SCHIZOFRENIA

Definizione

Con il termine schizofrenia si indica una serie di quadri clinici a evoluzione cronica di una stessa malattia mentale, caratterizzati, tra l’altro, dalla presenza di disturbi del pensiero (deliri e allucinazioni), e con progressivo deterioramento della personalità. 
 
In altri termini, la schizofrenia è una patologia mentale che interferisce con la capacità della persona di riconoscere ciò che è reale, di gestire le emozioni, di pensare in modo chiaro, di dare giudizi e di comunicare.

Cause

Studi condotti su famiglie di soggetti schizofrenici hanno rilevato che fra i loro parenti di I grado esiste un rischio 18 volte superiore, rispetto alla popolazione generale, di sviluppare la malattia. 
   
Inoltre, la presenza di complicanze ostetriche durante il parto rappresenterebbe un fattore di rischio in soggetti con familiarità positiva per schizofrenia.
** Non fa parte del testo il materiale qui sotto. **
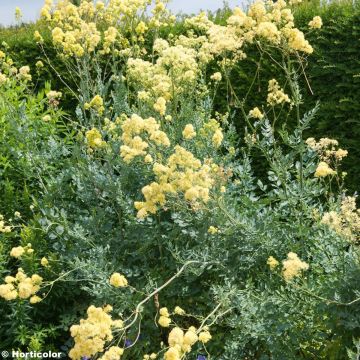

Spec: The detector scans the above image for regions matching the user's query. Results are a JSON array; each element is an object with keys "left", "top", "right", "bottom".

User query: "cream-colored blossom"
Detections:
[
  {"left": 282, "top": 252, "right": 309, "bottom": 281},
  {"left": 309, "top": 16, "right": 323, "bottom": 29}
]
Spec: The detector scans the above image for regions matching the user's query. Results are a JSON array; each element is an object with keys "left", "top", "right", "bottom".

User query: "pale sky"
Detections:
[{"left": 0, "top": 0, "right": 245, "bottom": 27}]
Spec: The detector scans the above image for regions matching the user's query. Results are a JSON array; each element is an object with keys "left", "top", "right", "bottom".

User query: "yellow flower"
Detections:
[
  {"left": 267, "top": 256, "right": 279, "bottom": 270},
  {"left": 31, "top": 274, "right": 43, "bottom": 285},
  {"left": 208, "top": 226, "right": 219, "bottom": 234},
  {"left": 136, "top": 21, "right": 148, "bottom": 35},
  {"left": 34, "top": 30, "right": 44, "bottom": 43},
  {"left": 164, "top": 347, "right": 181, "bottom": 360},
  {"left": 174, "top": 306, "right": 185, "bottom": 315},
  {"left": 183, "top": 326, "right": 198, "bottom": 346},
  {"left": 84, "top": 95, "right": 105, "bottom": 115},
  {"left": 210, "top": 72, "right": 222, "bottom": 82},
  {"left": 18, "top": 66, "right": 32, "bottom": 81},
  {"left": 314, "top": 162, "right": 336, "bottom": 178},
  {"left": 153, "top": 97, "right": 167, "bottom": 116},
  {"left": 4, "top": 276, "right": 16, "bottom": 284},
  {"left": 112, "top": 319, "right": 124, "bottom": 329},
  {"left": 198, "top": 330, "right": 212, "bottom": 343},
  {"left": 109, "top": 272, "right": 128, "bottom": 288},
  {"left": 158, "top": 315, "right": 171, "bottom": 327},
  {"left": 30, "top": 295, "right": 42, "bottom": 304},
  {"left": 144, "top": 154, "right": 153, "bottom": 163},
  {"left": 100, "top": 346, "right": 124, "bottom": 360},
  {"left": 86, "top": 128, "right": 106, "bottom": 148},
  {"left": 10, "top": 246, "right": 25, "bottom": 259},
  {"left": 308, "top": 16, "right": 322, "bottom": 29},
  {"left": 41, "top": 257, "right": 49, "bottom": 267},
  {"left": 15, "top": 7, "right": 22, "bottom": 21},
  {"left": 35, "top": 61, "right": 44, "bottom": 69},
  {"left": 18, "top": 280, "right": 33, "bottom": 299},
  {"left": 182, "top": 124, "right": 196, "bottom": 140},
  {"left": 0, "top": 73, "right": 7, "bottom": 86},
  {"left": 69, "top": 305, "right": 115, "bottom": 359},
  {"left": 212, "top": 129, "right": 224, "bottom": 147},
  {"left": 168, "top": 327, "right": 184, "bottom": 347},
  {"left": 282, "top": 252, "right": 309, "bottom": 281},
  {"left": 159, "top": 307, "right": 170, "bottom": 317},
  {"left": 249, "top": 107, "right": 264, "bottom": 119},
  {"left": 0, "top": 284, "right": 17, "bottom": 301},
  {"left": 267, "top": 79, "right": 290, "bottom": 106},
  {"left": 335, "top": 149, "right": 348, "bottom": 160}
]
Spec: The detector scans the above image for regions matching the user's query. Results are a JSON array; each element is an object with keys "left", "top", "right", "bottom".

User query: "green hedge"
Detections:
[
  {"left": 296, "top": 0, "right": 360, "bottom": 195},
  {"left": 213, "top": 0, "right": 360, "bottom": 195},
  {"left": 0, "top": 0, "right": 359, "bottom": 194}
]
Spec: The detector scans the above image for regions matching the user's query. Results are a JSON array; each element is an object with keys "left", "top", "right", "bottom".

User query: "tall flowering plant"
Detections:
[{"left": 0, "top": 0, "right": 359, "bottom": 358}]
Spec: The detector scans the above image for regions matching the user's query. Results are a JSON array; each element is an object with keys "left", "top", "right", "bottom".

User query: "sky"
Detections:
[{"left": 0, "top": 0, "right": 245, "bottom": 27}]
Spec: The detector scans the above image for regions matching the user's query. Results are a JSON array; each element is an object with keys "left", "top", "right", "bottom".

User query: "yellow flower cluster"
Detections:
[
  {"left": 84, "top": 95, "right": 105, "bottom": 115},
  {"left": 109, "top": 272, "right": 128, "bottom": 288},
  {"left": 210, "top": 72, "right": 222, "bottom": 82},
  {"left": 0, "top": 214, "right": 11, "bottom": 233},
  {"left": 0, "top": 268, "right": 42, "bottom": 303},
  {"left": 15, "top": 7, "right": 22, "bottom": 21},
  {"left": 249, "top": 107, "right": 264, "bottom": 119},
  {"left": 127, "top": 42, "right": 199, "bottom": 101},
  {"left": 134, "top": 146, "right": 216, "bottom": 218},
  {"left": 267, "top": 256, "right": 279, "bottom": 270},
  {"left": 282, "top": 27, "right": 313, "bottom": 54},
  {"left": 267, "top": 79, "right": 290, "bottom": 106},
  {"left": 85, "top": 128, "right": 106, "bottom": 149},
  {"left": 42, "top": 0, "right": 108, "bottom": 57},
  {"left": 69, "top": 305, "right": 124, "bottom": 360},
  {"left": 206, "top": 24, "right": 244, "bottom": 60},
  {"left": 103, "top": 27, "right": 119, "bottom": 54},
  {"left": 100, "top": 347, "right": 124, "bottom": 360},
  {"left": 34, "top": 30, "right": 44, "bottom": 43},
  {"left": 158, "top": 307, "right": 172, "bottom": 327},
  {"left": 198, "top": 119, "right": 224, "bottom": 148},
  {"left": 208, "top": 226, "right": 219, "bottom": 234},
  {"left": 164, "top": 325, "right": 212, "bottom": 360},
  {"left": 309, "top": 16, "right": 323, "bottom": 29},
  {"left": 321, "top": 196, "right": 360, "bottom": 242},
  {"left": 165, "top": 327, "right": 197, "bottom": 359},
  {"left": 314, "top": 162, "right": 336, "bottom": 178},
  {"left": 41, "top": 257, "right": 49, "bottom": 267},
  {"left": 0, "top": 72, "right": 7, "bottom": 86},
  {"left": 120, "top": 114, "right": 170, "bottom": 163},
  {"left": 221, "top": 0, "right": 313, "bottom": 55},
  {"left": 46, "top": 90, "right": 62, "bottom": 107},
  {"left": 256, "top": 21, "right": 281, "bottom": 44},
  {"left": 143, "top": 353, "right": 157, "bottom": 360},
  {"left": 153, "top": 97, "right": 167, "bottom": 116},
  {"left": 182, "top": 124, "right": 196, "bottom": 140},
  {"left": 10, "top": 243, "right": 34, "bottom": 258},
  {"left": 0, "top": 51, "right": 32, "bottom": 86},
  {"left": 18, "top": 66, "right": 32, "bottom": 82},
  {"left": 306, "top": 137, "right": 348, "bottom": 162},
  {"left": 43, "top": 0, "right": 171, "bottom": 56},
  {"left": 174, "top": 306, "right": 186, "bottom": 315},
  {"left": 185, "top": 11, "right": 213, "bottom": 32},
  {"left": 158, "top": 305, "right": 186, "bottom": 329},
  {"left": 282, "top": 252, "right": 309, "bottom": 281}
]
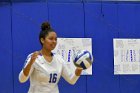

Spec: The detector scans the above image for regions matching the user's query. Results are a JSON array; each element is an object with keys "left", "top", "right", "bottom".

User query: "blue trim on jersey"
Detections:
[{"left": 22, "top": 54, "right": 32, "bottom": 69}]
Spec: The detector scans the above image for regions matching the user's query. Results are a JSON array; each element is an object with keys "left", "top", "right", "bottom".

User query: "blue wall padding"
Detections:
[
  {"left": 118, "top": 4, "right": 140, "bottom": 93},
  {"left": 0, "top": 3, "right": 13, "bottom": 93},
  {"left": 118, "top": 4, "right": 135, "bottom": 38},
  {"left": 1, "top": 1, "right": 140, "bottom": 93},
  {"left": 0, "top": 0, "right": 84, "bottom": 3},
  {"left": 47, "top": 0, "right": 83, "bottom": 3},
  {"left": 48, "top": 3, "right": 85, "bottom": 38},
  {"left": 134, "top": 4, "right": 140, "bottom": 37},
  {"left": 85, "top": 3, "right": 120, "bottom": 93}
]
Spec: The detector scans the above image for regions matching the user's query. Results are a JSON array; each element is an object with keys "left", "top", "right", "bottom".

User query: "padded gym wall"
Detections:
[
  {"left": 85, "top": 3, "right": 120, "bottom": 93},
  {"left": 0, "top": 2, "right": 13, "bottom": 93},
  {"left": 1, "top": 1, "right": 140, "bottom": 93}
]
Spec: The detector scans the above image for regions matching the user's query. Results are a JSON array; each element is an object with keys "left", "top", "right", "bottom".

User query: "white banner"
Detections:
[
  {"left": 114, "top": 38, "right": 140, "bottom": 75},
  {"left": 52, "top": 38, "right": 92, "bottom": 75}
]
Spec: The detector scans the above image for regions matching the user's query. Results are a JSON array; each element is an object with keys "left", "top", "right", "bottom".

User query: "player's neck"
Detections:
[{"left": 41, "top": 48, "right": 52, "bottom": 56}]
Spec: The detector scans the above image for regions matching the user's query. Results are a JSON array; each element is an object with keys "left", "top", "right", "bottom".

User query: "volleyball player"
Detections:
[{"left": 19, "top": 22, "right": 83, "bottom": 93}]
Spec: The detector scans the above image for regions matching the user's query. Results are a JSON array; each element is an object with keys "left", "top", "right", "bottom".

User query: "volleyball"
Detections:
[{"left": 73, "top": 50, "right": 93, "bottom": 69}]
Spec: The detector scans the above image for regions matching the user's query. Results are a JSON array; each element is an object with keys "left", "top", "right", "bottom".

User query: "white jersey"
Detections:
[{"left": 19, "top": 53, "right": 80, "bottom": 93}]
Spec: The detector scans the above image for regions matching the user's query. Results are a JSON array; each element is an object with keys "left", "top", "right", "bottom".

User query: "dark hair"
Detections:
[{"left": 39, "top": 22, "right": 55, "bottom": 46}]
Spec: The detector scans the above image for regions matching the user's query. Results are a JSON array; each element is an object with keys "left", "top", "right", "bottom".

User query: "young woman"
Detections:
[{"left": 19, "top": 22, "right": 83, "bottom": 93}]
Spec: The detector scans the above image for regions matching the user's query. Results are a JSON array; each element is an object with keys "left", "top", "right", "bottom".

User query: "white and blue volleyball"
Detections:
[{"left": 73, "top": 50, "right": 93, "bottom": 69}]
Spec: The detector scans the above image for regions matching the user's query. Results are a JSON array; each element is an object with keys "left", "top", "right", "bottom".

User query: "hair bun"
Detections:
[{"left": 41, "top": 22, "right": 51, "bottom": 30}]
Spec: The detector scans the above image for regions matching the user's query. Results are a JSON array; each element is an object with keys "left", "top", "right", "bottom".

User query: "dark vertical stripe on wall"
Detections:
[
  {"left": 82, "top": 1, "right": 87, "bottom": 93},
  {"left": 82, "top": 1, "right": 86, "bottom": 38},
  {"left": 116, "top": 4, "right": 121, "bottom": 93},
  {"left": 119, "top": 76, "right": 122, "bottom": 93},
  {"left": 116, "top": 3, "right": 119, "bottom": 38},
  {"left": 114, "top": 3, "right": 121, "bottom": 93},
  {"left": 100, "top": 1, "right": 103, "bottom": 16},
  {"left": 10, "top": 2, "right": 14, "bottom": 93},
  {"left": 47, "top": 1, "right": 50, "bottom": 21},
  {"left": 116, "top": 3, "right": 121, "bottom": 93}
]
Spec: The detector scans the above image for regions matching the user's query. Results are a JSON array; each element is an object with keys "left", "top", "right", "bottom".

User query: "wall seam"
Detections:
[
  {"left": 82, "top": 1, "right": 88, "bottom": 93},
  {"left": 10, "top": 1, "right": 15, "bottom": 93}
]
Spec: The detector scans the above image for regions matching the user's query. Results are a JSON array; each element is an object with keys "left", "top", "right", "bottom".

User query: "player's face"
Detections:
[{"left": 43, "top": 32, "right": 57, "bottom": 51}]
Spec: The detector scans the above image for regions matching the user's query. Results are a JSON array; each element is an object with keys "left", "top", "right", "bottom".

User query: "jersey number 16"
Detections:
[{"left": 49, "top": 73, "right": 57, "bottom": 83}]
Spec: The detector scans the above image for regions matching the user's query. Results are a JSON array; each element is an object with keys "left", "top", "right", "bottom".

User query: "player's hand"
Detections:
[
  {"left": 75, "top": 67, "right": 83, "bottom": 76},
  {"left": 30, "top": 51, "right": 40, "bottom": 64}
]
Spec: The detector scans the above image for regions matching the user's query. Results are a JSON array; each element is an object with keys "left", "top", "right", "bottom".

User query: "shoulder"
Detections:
[
  {"left": 24, "top": 53, "right": 33, "bottom": 63},
  {"left": 26, "top": 51, "right": 40, "bottom": 58},
  {"left": 26, "top": 53, "right": 33, "bottom": 59}
]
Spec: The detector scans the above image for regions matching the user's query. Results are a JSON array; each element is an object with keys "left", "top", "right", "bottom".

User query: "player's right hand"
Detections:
[
  {"left": 75, "top": 67, "right": 83, "bottom": 76},
  {"left": 30, "top": 51, "right": 40, "bottom": 64}
]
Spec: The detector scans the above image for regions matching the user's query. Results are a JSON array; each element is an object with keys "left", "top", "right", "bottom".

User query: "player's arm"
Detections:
[
  {"left": 19, "top": 51, "right": 39, "bottom": 83},
  {"left": 62, "top": 63, "right": 83, "bottom": 85}
]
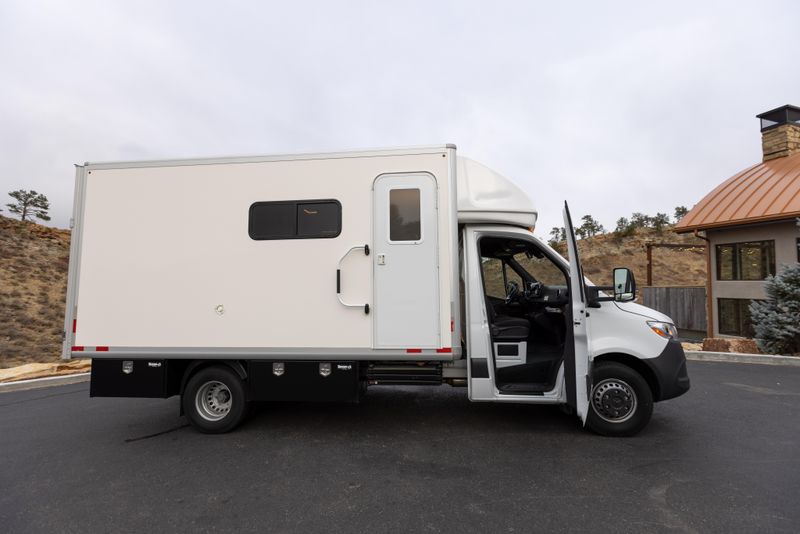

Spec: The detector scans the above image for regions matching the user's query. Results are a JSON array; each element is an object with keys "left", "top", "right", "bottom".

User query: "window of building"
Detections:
[
  {"left": 249, "top": 200, "right": 341, "bottom": 240},
  {"left": 715, "top": 240, "right": 775, "bottom": 281},
  {"left": 389, "top": 188, "right": 421, "bottom": 242},
  {"left": 718, "top": 298, "right": 756, "bottom": 337}
]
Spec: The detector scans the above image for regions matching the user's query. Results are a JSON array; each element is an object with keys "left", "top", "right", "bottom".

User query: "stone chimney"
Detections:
[{"left": 757, "top": 105, "right": 800, "bottom": 162}]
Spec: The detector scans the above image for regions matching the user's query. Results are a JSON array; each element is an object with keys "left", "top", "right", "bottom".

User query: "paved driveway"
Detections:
[{"left": 1, "top": 361, "right": 799, "bottom": 533}]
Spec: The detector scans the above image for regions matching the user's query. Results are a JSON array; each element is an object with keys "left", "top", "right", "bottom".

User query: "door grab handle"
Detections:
[{"left": 336, "top": 245, "right": 370, "bottom": 314}]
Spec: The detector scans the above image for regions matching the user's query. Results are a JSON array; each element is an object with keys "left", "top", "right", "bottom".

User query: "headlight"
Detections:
[{"left": 647, "top": 321, "right": 677, "bottom": 339}]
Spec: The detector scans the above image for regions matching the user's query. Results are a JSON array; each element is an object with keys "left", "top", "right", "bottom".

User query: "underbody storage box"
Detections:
[
  {"left": 90, "top": 358, "right": 173, "bottom": 398},
  {"left": 248, "top": 361, "right": 360, "bottom": 402}
]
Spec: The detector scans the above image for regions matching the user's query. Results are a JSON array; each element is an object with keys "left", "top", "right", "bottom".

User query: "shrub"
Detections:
[{"left": 750, "top": 263, "right": 800, "bottom": 355}]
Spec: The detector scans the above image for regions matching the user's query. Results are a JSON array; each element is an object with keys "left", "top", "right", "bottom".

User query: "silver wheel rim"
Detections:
[
  {"left": 591, "top": 378, "right": 637, "bottom": 424},
  {"left": 195, "top": 380, "right": 233, "bottom": 422}
]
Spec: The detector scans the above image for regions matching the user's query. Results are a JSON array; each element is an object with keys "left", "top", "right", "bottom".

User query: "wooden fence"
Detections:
[{"left": 642, "top": 286, "right": 706, "bottom": 332}]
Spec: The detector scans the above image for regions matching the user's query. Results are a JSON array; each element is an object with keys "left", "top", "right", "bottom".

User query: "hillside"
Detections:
[
  {"left": 0, "top": 216, "right": 70, "bottom": 368},
  {"left": 0, "top": 217, "right": 706, "bottom": 369},
  {"left": 575, "top": 228, "right": 706, "bottom": 287}
]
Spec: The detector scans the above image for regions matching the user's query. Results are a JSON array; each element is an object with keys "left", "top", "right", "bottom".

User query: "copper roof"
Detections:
[{"left": 675, "top": 152, "right": 800, "bottom": 233}]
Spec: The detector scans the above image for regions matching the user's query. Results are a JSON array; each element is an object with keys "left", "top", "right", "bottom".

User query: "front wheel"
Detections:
[
  {"left": 183, "top": 365, "right": 249, "bottom": 433},
  {"left": 586, "top": 362, "right": 653, "bottom": 437}
]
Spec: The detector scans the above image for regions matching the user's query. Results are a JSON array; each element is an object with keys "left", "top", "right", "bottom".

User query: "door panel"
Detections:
[
  {"left": 563, "top": 202, "right": 591, "bottom": 423},
  {"left": 373, "top": 173, "right": 439, "bottom": 348}
]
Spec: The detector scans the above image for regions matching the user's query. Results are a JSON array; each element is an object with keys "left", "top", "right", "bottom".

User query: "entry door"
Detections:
[
  {"left": 563, "top": 202, "right": 591, "bottom": 424},
  {"left": 373, "top": 173, "right": 440, "bottom": 348}
]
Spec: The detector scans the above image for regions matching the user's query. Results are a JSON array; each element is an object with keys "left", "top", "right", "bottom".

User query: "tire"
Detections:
[
  {"left": 182, "top": 365, "right": 249, "bottom": 433},
  {"left": 586, "top": 362, "right": 653, "bottom": 437}
]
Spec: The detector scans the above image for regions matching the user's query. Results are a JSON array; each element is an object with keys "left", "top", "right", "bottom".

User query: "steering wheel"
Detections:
[
  {"left": 525, "top": 281, "right": 544, "bottom": 300},
  {"left": 505, "top": 281, "right": 520, "bottom": 304}
]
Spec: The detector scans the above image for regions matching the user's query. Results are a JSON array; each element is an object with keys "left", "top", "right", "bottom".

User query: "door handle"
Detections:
[{"left": 336, "top": 245, "right": 370, "bottom": 314}]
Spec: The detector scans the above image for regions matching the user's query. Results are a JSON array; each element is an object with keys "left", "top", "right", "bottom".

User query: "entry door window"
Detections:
[{"left": 389, "top": 188, "right": 421, "bottom": 242}]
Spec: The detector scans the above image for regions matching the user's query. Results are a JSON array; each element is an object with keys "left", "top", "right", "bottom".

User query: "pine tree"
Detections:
[
  {"left": 548, "top": 226, "right": 566, "bottom": 247},
  {"left": 578, "top": 214, "right": 605, "bottom": 238},
  {"left": 630, "top": 212, "right": 652, "bottom": 229},
  {"left": 6, "top": 190, "right": 51, "bottom": 222},
  {"left": 674, "top": 206, "right": 689, "bottom": 221},
  {"left": 749, "top": 264, "right": 800, "bottom": 355},
  {"left": 614, "top": 217, "right": 635, "bottom": 237},
  {"left": 651, "top": 212, "right": 671, "bottom": 232}
]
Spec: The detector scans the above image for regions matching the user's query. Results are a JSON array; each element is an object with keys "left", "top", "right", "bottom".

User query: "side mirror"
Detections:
[{"left": 613, "top": 267, "right": 636, "bottom": 302}]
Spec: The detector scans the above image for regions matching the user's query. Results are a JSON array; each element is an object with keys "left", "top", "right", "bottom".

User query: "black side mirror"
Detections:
[{"left": 613, "top": 267, "right": 636, "bottom": 302}]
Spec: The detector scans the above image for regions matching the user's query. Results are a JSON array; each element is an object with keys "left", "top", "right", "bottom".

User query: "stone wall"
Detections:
[{"left": 762, "top": 123, "right": 800, "bottom": 161}]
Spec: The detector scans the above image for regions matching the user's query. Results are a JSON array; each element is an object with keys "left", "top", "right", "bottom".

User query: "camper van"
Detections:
[{"left": 63, "top": 145, "right": 689, "bottom": 436}]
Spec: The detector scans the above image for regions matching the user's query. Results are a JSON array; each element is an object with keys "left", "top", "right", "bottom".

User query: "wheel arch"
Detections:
[{"left": 592, "top": 353, "right": 661, "bottom": 401}]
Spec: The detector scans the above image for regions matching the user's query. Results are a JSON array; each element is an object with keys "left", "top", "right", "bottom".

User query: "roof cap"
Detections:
[{"left": 756, "top": 104, "right": 800, "bottom": 132}]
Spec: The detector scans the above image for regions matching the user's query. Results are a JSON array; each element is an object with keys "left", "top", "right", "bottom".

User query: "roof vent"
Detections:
[{"left": 757, "top": 105, "right": 800, "bottom": 161}]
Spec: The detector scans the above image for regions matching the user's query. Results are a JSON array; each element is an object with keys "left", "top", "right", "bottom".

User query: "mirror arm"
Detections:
[{"left": 586, "top": 286, "right": 615, "bottom": 308}]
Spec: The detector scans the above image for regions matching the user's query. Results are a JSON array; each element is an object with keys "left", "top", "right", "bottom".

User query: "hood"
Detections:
[{"left": 613, "top": 301, "right": 673, "bottom": 323}]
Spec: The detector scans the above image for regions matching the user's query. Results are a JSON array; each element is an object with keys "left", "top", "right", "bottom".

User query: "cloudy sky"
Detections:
[{"left": 1, "top": 0, "right": 798, "bottom": 240}]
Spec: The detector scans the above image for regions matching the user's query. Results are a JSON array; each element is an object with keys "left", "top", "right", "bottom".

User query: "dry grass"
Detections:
[
  {"left": 576, "top": 227, "right": 706, "bottom": 287},
  {"left": 0, "top": 215, "right": 70, "bottom": 369}
]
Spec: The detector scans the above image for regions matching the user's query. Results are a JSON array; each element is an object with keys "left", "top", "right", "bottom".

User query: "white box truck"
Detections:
[{"left": 63, "top": 145, "right": 689, "bottom": 435}]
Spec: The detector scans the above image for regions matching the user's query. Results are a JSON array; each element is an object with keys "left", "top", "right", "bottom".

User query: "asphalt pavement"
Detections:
[{"left": 1, "top": 361, "right": 799, "bottom": 533}]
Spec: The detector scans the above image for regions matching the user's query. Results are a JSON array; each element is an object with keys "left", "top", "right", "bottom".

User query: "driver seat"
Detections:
[{"left": 485, "top": 295, "right": 530, "bottom": 341}]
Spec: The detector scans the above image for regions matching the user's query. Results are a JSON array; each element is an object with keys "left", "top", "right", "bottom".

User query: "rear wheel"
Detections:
[
  {"left": 586, "top": 362, "right": 652, "bottom": 437},
  {"left": 183, "top": 366, "right": 249, "bottom": 433}
]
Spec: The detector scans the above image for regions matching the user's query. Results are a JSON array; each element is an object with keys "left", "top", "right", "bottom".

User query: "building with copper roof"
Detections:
[{"left": 675, "top": 104, "right": 800, "bottom": 338}]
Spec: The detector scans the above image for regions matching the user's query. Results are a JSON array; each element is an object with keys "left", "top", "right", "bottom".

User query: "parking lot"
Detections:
[{"left": 1, "top": 360, "right": 799, "bottom": 533}]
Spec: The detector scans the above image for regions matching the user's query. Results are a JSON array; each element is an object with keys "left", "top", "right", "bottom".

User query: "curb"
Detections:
[
  {"left": 685, "top": 351, "right": 800, "bottom": 367},
  {"left": 0, "top": 372, "right": 90, "bottom": 393}
]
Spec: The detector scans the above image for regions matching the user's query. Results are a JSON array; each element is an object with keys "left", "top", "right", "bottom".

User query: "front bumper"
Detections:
[{"left": 643, "top": 338, "right": 691, "bottom": 401}]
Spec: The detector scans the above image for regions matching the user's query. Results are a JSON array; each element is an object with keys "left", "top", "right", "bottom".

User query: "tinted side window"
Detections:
[
  {"left": 249, "top": 202, "right": 296, "bottom": 240},
  {"left": 249, "top": 200, "right": 341, "bottom": 240},
  {"left": 297, "top": 201, "right": 341, "bottom": 238},
  {"left": 389, "top": 188, "right": 421, "bottom": 241}
]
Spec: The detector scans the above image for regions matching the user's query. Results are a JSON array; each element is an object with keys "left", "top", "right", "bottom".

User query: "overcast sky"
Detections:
[{"left": 1, "top": 0, "right": 798, "bottom": 240}]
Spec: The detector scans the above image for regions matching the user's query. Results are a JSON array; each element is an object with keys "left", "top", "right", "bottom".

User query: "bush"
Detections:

Tutto ciò fa pensare che vi sia una predisposizione familiare ad ammalarsi. Per quanto riguarda i geni, molti studi sono stati svolti e molti sono ancora in corso nel tentativo di individuare uno o più geni specificamente implicati nella malattia con un ruolo causale. 
 
Molti sono i fattori di rischio chiamati in causa in questa gravissima malattia mentale: dai virus, all’alcol, alla droga, ai farmaci e persino alcuni fattori tossici ambientali.

Sintomi

I malati di schizofrenia hanno spesso un comportamento capriccioso e bizzarro in quanto lontani dalla realtà.
I sintomi che caratterizzano la patologia, in combinazioni diverse e molteplici, sono:

  • allucinazioni
  • deliri
  • gitazione psicomotoria
  • disordini dell’umore e della percezione

La diagnosi è di pertinenza dello psichiatra, che dispone degli strumenti adatti alla valutazione dei suoi pazienti, nel sospetto di una forma qualsiasi di schizofrenia (test psicoattitudinali e psicometrici).

Cure

La cura della schizofrenia va necessariamente decisa dallo specialista sulla base del grado di serietà della malattia, dei sintomi avvertiti dal paziente e delle sue condizioni.
 
In molti casi, il medico prescrive farmaci che hanno lo scopo di ridurre i sintomi e prevenire la comparsa di episodi psicotici. La scelta dei principi attivi da utilizzare, dei tempi e delle modalità della cura viene compiuta dallo specialista stesso dopo aver valutato attentamente la situazione.
 
Talvolta, può essere necessario ricorrere alla psicoterapia. 
 
Sarà il medico a stabilire quale sia tecnica di intervento più adatta al singolo caso e se la psicoterapia andrà usata in associazione oppure in alternativa alla cura farmacologica.